As regards the energy situation; I offered the suggestion for tariffs as a disincentive for Big Oil companies to purchase foreign oil knowing it to be an unpopular measure. I had hoped to elicit a more favorable alternative from you. You stated that tariffs would raise gas prices and lower consumption, but that it would come at “too high a price”. Your only response as to an alternative, however, was alternative fuels.
My point was that high gas prices may not necessarily be bad if they limit consumption and make the immediate development of alternative fuels economically feasible. When I drive into the gas station I see the reality of high gas prices, but what I do not see is a pump that dispenses an alternative fuel, and from what I read and hear that is not likely to be so for several years.

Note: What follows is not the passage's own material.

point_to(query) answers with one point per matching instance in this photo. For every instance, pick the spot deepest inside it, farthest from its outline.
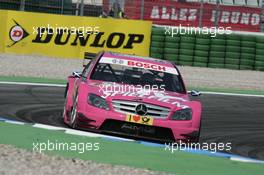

Is the “too high a price” not already here? Do you really think that gas prices will come down if you cut subsidies and tax breaks to Big Oil, or if you give me a tax credit on an electric car? Let’s get real; if subsidies and tax breaks are cut from Big Oil they will simply take that as an added cost of doing business and add it on to the price of gas. These measures serve as no disincentive for Big Oil to cease buying foreign oil or an incentive to develop alternative sources of fuel. And few of us can afford the cost of such expensive, complex cars. We might as well buy high priced gas.
If you do value the input of the people then offer us a workable energy plan. If we are destined to bear the burden of high prices, then let’s get to work on a solution. But let’s have a plan, based on reality, one that will lead to independence in energy production. Such a plan may not meet the approval of either political party, or even get to the floor of the House, but at least the voice of the people of the 2nd District of Kansas will have been heard. And isn’t that the reason ‘Mr. Smith went to Washington ’.